Founder of Dfinity, Dominic Williams, spoke to The Block on Friday, sharing his thoughts on what was driving the market over the past week. According to Williams, the macro outlook for crypto markets is hostile, although a global recession and tightening monetary policy have already been priced in. 

Williams went on to say that earning reports were significantly better than many had feared.

Earnings heat up   

MicroStrategy surprised many with the announcement that Michael Saylor would be stepping down as CEO from Monday to take up an executive chairman role. Saylor insisted the move made sense for all involved and will give him more time to concentrate on his bitcoin advocacy. The firm remains committed to its bitcoin strategy, according to new CEO Phong Le. 

The stock popped during early morning trading on Wednesday, gaining more than 10% shortly after 9:30am ET. Speaking to The Block at the time, Forex.com and City Index global head of market research Matt Weller said:

"When you bet the farm and lose, there will inevitably be consequences. While Saylor’s conviction in bitcoin seemingly remains stronger than ever, the shakeup means that MicroStrategy will have a new CEO for the first time in its 30+ year history following a nearly $1 billion loss on its bitcoin holdings. Despite the change at the top, not much is likely to change for investors, with MicroStrategy likely to remain a de facto leveraged bet on bitcoin for the foreseeable future, given its massive holdings and relatively small enterprise software business."  

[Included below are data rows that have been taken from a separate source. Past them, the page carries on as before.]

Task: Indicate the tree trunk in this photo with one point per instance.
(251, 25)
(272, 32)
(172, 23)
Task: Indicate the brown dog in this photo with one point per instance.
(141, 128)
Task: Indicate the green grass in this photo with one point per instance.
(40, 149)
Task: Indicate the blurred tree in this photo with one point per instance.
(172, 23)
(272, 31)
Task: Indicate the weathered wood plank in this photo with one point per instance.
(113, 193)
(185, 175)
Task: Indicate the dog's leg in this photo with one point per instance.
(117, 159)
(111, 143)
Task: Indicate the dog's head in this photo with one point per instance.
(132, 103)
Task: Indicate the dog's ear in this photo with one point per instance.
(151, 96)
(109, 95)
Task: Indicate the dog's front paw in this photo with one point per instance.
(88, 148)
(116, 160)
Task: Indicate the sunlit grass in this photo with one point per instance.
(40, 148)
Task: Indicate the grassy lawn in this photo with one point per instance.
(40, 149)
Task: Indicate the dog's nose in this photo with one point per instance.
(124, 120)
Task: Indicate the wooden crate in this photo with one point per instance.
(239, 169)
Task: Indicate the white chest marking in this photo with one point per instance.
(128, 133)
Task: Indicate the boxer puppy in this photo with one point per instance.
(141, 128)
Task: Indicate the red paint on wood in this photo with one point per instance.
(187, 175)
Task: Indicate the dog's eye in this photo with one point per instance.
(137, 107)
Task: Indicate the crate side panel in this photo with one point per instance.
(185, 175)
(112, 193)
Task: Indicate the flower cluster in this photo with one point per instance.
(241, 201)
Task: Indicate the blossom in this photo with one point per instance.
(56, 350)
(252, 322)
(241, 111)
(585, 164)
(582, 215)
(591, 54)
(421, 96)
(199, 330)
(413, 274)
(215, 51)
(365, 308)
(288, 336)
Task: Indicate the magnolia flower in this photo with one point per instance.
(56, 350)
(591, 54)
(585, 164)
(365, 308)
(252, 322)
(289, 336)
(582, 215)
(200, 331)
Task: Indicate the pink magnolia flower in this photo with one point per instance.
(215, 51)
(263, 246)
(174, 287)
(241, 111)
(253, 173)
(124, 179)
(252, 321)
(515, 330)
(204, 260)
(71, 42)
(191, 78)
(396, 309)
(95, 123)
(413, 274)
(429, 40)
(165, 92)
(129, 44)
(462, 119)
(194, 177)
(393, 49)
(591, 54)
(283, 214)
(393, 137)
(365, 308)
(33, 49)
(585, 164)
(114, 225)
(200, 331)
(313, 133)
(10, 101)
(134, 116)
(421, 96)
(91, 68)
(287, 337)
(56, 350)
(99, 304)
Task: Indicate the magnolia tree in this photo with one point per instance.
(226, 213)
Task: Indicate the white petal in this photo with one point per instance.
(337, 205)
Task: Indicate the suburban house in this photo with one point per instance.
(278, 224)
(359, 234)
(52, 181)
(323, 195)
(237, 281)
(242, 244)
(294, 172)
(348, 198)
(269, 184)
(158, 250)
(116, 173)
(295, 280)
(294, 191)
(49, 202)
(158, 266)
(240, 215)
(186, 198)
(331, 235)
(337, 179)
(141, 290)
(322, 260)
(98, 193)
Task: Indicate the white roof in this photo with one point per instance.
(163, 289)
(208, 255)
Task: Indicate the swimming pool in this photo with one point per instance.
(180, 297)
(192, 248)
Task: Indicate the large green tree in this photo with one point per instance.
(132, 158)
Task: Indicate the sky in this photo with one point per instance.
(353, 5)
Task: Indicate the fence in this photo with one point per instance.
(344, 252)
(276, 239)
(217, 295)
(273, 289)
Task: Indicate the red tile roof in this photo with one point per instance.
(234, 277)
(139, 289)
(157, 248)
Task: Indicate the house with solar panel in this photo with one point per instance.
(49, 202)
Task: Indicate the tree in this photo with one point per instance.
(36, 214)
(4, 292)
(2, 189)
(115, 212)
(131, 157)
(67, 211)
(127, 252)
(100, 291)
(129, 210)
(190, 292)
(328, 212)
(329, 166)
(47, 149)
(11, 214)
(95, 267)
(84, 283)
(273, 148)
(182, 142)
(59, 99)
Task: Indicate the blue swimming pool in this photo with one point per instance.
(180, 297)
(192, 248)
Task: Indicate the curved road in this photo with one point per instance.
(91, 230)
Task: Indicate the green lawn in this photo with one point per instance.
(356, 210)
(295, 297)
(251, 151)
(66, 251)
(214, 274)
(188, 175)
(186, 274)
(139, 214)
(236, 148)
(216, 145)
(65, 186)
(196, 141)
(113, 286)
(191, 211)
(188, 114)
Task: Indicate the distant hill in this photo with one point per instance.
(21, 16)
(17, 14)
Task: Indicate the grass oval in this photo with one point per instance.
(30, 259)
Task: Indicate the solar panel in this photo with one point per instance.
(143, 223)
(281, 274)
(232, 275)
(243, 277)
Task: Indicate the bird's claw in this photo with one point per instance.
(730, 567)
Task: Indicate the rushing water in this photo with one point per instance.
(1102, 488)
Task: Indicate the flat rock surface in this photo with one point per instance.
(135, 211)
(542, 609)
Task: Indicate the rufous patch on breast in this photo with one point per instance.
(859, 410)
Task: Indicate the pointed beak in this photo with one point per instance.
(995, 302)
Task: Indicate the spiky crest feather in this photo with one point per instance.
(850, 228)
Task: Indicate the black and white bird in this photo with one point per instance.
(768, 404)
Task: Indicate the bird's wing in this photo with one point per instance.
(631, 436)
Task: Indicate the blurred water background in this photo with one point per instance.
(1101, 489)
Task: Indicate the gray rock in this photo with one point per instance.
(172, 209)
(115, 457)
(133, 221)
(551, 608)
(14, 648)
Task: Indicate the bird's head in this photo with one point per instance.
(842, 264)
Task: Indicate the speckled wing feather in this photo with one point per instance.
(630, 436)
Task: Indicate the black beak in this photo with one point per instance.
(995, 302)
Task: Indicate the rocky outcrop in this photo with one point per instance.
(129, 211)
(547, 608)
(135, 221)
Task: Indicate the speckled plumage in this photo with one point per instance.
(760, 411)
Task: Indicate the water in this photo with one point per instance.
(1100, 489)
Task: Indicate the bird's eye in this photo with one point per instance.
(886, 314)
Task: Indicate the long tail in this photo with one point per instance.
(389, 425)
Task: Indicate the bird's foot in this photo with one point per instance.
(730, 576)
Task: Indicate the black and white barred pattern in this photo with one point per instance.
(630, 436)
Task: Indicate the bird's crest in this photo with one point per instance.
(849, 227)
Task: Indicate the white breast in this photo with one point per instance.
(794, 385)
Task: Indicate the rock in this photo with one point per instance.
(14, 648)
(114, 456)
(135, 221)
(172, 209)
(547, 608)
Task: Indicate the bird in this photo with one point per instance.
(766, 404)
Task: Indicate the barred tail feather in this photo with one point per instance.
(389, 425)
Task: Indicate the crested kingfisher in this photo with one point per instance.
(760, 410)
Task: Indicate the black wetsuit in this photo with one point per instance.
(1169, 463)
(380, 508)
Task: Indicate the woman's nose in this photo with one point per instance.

Elsewhere, Block (née Square) reported total net revenue in the second quarter of $4.4 billion. Excluding the impact of bitcoin, the company's total net revenue jumped 34% to $2.62 billion, it said in a letter to shareholders prior to its earnings call.

Cash App's parent company reported a net loss of $208 million for the quarter, including a $36 million impairment loss related to bitcoin. The firm reported $1.79 billion in bitcoin revenue in the second quarter from Cash App, a drop of 34% year-on-year. The app's bitcoin gross profit was $41 million, down 24% from the same three-month period a year earlier. 

Robinhood dished out several surprises this week, first announcing layoffs, before dropping its earnings a day early in which it revealed revenue was up modestly versus the first quarter of the year.  

Next up this week are Marathon Digital's earnings on Monday, before Coinbase — which revealed it's working with BlackRock to offer its institutional clients access to crypto — announces its Q2 results on Tuesday. Core Scientific, Hut 8, Cipher and CleanSpark all have results dropping in the next seven days.